Marcus Pestana

O Natal, seu espírito e suas contradições

Oportunidade de reafirmar a solidariedade humana

Por Marcus Pestana
Publicado em 23 de dezembro de 2023 | 07:00
 
 
Leia artigo de Marcus Pestana sobre o Natal, os valores que ele representa e a reaproximação entre os seres humanos Ilustração O TEMPO

O poeta das insignificâncias, as do mundo e as nossas, o mato-grossense Manoel de Barros, alinhavou seu “Poema de Natal”, que diz assim:

Meu avô hoje ganhou de presente um olhar de pássaro/Acho que ele vai usar esse olhar para fazer suas artes/O mundo para ele anda muito cansado/Ele quer mudar o jeito das coisas do mundo/Por exemplo ele vai dar primavera aos vermes/O homem não vai mais fabricar armas de fogo/Só vai ter mesmo rio, árvores, o sol, bichos, pedras/ Ele vai desenhar a sua voz nas pedras/Os grilos vão se abrir no meio da noite com enormes lírios/Todo mundo vai gostar mesmo de obedecer as falas das crianças/Do que as ordens gramaticais/Os sapos vão andar de bicicleta/Depois vamos assistir ao nascimento de Deus/Será Natal/E todos vamos adotar as boas falas do filho de Deus/Amar o próximo como a nós mesmos/Então o mundo será renovado”.

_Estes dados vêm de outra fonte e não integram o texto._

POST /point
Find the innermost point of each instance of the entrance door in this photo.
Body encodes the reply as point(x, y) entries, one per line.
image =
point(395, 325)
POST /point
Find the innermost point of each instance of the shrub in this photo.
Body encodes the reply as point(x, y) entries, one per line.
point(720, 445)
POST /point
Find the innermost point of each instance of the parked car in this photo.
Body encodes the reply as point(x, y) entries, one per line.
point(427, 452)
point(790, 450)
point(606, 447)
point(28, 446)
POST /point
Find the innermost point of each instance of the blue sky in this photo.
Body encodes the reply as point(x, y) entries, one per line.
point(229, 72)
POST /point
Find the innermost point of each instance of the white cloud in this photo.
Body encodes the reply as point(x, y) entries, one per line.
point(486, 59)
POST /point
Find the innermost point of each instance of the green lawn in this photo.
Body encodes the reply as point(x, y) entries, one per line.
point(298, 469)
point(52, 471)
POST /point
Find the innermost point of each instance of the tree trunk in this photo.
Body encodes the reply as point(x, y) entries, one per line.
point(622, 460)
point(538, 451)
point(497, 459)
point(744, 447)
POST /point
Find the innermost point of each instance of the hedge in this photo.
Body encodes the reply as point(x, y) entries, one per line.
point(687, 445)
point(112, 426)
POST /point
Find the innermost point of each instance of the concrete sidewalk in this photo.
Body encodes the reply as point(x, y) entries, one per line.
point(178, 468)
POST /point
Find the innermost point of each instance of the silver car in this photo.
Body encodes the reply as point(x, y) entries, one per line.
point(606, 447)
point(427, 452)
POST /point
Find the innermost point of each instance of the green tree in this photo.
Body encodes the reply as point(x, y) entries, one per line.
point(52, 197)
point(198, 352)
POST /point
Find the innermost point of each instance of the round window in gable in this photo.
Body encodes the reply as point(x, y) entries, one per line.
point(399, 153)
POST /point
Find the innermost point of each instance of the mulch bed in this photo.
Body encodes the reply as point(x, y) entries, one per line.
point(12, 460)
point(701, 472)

Isso traduz a essência e o verdadeiro sentido do que deveríamos vivenciar na noite de amanhã. Mas o mercado é voraz. A Amazon estará operando com sua capacidade máxima. Todos os marketplaces estarão abarrotados de pedidos. Os shoppings, lotados. A casa de Noel, no lugar da manjedoura.

O comércio, mais que preces. Não que a troca de presentes não possa significar um gesto de amor. Mas um olhar, ainda que rápido, pelo mundo e pelo Brasil nos revela o quanto seria importante focar o pensamento em palavras simples de falar, tais como paz, solidariedade, esperança, amor, justiça, liberdade, tolerância, respeito.

Até nos esquecemos da guerra da Ucrânia e seus efeitos devastadores e desumanos. As cenas da Ucrânia foram substituídas pelas terríveis imagens do selvagem ataque terrorista do Hamas contra Israel e a implacável resposta do Estado judeu. Certamente o espírito do Natal esteve ausente em cada uma das mortes de homens, mulheres e crianças inocentes ocorridas nesses e em outros conflitos armados mundo afora.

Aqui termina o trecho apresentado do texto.